Sunday, December 6, 2009

Day of Infamy

December 7 this year marks the sixty-eighth anniversary of the Japanese raid on Pearl Harbor. If you go there you can see models and mementos of the ships lost that day, photographs of the wreckage, the hulk of the U.S.S. Arizona and on its memorial inscribed the names of the fallen. You can also see a moving film of the attack and its aftermath, made more moving yet because it is introduced by one of the survivors of that fateful Sunday morning. If you want to see the site yourself, I would urge you to go soon. The time is approaching when those who lived it will no longer stand as testament to the reality of that day's shock and loss, for even the youngest sailors of late 1941 are now entering their upper eighties.

That famous "day of infamy" was an event that profoundly changed the United States in a seemingly permanent way. Up to that time the United States basically hewed to George Washington's farewell injunction to avoid "foreign wars and entangling alliances." Even after being drawn into the Great War of 1914-1918 its conclusion saw the U.S. return to its shores, demobilize practically its entire army, sever its alliances and resume its customary stance of "isolationism."

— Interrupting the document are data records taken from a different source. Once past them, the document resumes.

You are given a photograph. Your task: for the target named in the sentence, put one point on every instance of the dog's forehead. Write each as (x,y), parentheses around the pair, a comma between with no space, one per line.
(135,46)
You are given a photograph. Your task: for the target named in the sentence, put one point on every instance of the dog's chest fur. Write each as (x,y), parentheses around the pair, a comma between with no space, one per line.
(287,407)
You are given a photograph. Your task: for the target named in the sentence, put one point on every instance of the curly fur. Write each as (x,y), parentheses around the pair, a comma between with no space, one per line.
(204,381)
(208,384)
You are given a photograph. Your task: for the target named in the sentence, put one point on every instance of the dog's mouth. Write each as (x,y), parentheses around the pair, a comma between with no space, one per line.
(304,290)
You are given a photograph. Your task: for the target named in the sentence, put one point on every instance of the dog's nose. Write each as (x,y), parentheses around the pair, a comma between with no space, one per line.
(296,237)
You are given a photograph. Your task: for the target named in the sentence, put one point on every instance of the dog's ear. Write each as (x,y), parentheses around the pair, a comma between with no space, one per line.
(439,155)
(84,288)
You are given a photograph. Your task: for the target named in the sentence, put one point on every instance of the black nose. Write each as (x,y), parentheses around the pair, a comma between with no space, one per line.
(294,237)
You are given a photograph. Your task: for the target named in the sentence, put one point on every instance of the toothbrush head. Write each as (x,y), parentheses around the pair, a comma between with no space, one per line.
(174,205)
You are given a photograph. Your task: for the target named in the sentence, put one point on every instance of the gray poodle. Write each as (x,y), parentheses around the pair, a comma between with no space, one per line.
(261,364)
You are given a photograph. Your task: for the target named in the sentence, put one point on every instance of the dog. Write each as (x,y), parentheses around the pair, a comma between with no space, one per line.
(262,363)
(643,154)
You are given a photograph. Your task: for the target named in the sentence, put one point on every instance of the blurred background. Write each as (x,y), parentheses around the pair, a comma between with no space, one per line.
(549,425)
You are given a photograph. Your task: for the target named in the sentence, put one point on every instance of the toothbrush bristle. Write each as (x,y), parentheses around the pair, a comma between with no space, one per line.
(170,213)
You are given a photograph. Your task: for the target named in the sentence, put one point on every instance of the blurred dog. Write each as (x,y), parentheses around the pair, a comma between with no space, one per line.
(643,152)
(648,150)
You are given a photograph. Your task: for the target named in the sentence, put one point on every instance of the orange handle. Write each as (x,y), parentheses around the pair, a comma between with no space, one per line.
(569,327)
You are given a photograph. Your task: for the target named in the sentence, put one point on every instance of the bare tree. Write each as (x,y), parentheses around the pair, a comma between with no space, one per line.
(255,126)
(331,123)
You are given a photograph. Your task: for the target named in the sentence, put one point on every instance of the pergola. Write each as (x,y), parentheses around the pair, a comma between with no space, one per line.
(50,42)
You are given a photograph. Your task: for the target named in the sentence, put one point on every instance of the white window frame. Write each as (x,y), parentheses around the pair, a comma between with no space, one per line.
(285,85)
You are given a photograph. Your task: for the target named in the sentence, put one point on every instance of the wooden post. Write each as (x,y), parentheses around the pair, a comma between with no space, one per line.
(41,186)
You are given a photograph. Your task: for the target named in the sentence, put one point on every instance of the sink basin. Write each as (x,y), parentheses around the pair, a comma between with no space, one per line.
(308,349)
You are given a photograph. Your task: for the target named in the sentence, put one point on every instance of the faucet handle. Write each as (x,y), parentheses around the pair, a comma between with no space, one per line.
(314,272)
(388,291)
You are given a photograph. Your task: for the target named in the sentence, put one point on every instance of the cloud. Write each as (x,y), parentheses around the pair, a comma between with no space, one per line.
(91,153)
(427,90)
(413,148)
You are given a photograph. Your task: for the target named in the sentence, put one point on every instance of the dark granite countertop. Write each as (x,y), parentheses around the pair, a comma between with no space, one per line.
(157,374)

It wasn't that America shut itself off from the world. American business and commerce remained heavily engaged around the globe. Americans travelled to foreign countries in growing numbers. U.S diplomats eagerly sought to open up opportunities for the American economy and often stood ready to use their good offices to help ameliorate tensions between countries. But in terms of alliances and military power politics outside its traditional head-cracking zone in the Caribbean, the U.S. stayed aloof.

The "Lessons of Pearl Harbor" changed all that. After involvement in a Second World War, and this time sparked by a surprise attack, a new internationalism became the consensus. "Never again" would the United States be caught unaware, unprepared and without alliances firmly in place. The developing Cold War with Soviet Russia amplified the Lessons tremendously.

Ever since, America has sought bases, intelligence and allies everywhere. No threat was too small to notice and act upon. The thinking was that if the United States did not mould the world to its liking then others would. The former tiny peacetime military is now a permanent mighty force costing hundreds of billions with outposts in over 100 nations. The former Great Isolationist has been directly involved in at least 16 conflicts in the past 60 years and attempts to be the guide and police force for the rest of the world. December 7, 1941 was the catalyst for this new perspective. The world and America have never been the same.